Los datos oficiales y los informes de organizaciones especializadas confirman que la violencia femicida no disminuyó. Según el Registro Nacional de Femicidios del Observatorio MuMaLá, entre el 1 de enero y el 31 de diciembre de 2025 se registraron 266 femicidios en Argentina, lo que equivale a una mujer asesinada cada 33 horas. En ese mismo período se contabilizaron 997 intentos de femicidio y 184 niñas, niños y adolescentes quedaron sin sus madres como consecuencia directa de estos crímenes.

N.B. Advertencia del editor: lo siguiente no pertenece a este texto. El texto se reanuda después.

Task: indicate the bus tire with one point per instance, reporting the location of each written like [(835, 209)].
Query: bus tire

🔴Argentina.Reporte Femicidios 2025.
Se perpetraron 266 asesinatos por odio de género, 11 más que en 2024.
‼️Es urgente declarar la Emergencia Nacional en Violencia de Género, para la restitución y multiplicación de medidas efectivas para proteger a las víctimas… pic.twitter.com/KCFqTX8Vte— MuMaLá (@MuMaLaNacional) January 2, 2026
En comparación con 2024, el número de víctimas fatales aumentó: 2025 registró 11 femicidios más, sosteniendo una tasa nacional que se mantiene estable desde hace cuatro años: un femicidio cada 100.000 mujeres.
El informe también permite identificar patrones persistentes. Solo el 15% de las víctimas había denunciado previamente a su agresor, mientras que el 68% de los femicidios fue cometido por parejas o exparejas. En el 62% de los casos, el crimen ocurrió en la vivienda de la víctima o en el hogar compartido con el agresor, consolidando al espacio doméstico —socialmente asociado a la protección— como el más peligroso.
2026: los femicidios continúan mientras los medios perpetúan la violencia
A nivel territorial, Santa Cruz, Misiones, Neuquén y Chaco encabezaron las estadísticas durante 2025. Sin embargo, Córdoba fue escenario del primer femicidio de 2026: Delfina Aimino, de 22 años, fue asesinada el 1 de enero en cercanías del campus de la Universidad Nacional de Villa María. El agresor fue detenido y la causa fue caratulada como femicidio.
Desde MuMaLá, las cifras se vinculan de manera directa con el desmantelamiento de políticas públicas de prevención y asistencia. La organización advierte que el retroceso material —recortes presupuestarios, cierre de programas y debilitamiento de dispositivos de acompañamiento— se combina con un discurso oficial que desinforma y estigmatiza la lucha feminista, generando un contexto de mayor vulnerabilidad.
“La violencia femicida no descendió. Lo único que ha descendido es la respuesta estatal ante la violencia de género”, afirmó Betiana Cabrera Fasolis, directora del Observatorio MuMaLá, quien volvió a reclamar la declaración de la emergencia nacional en violencia de género para garantizar políticas de protección y prevención eficaces.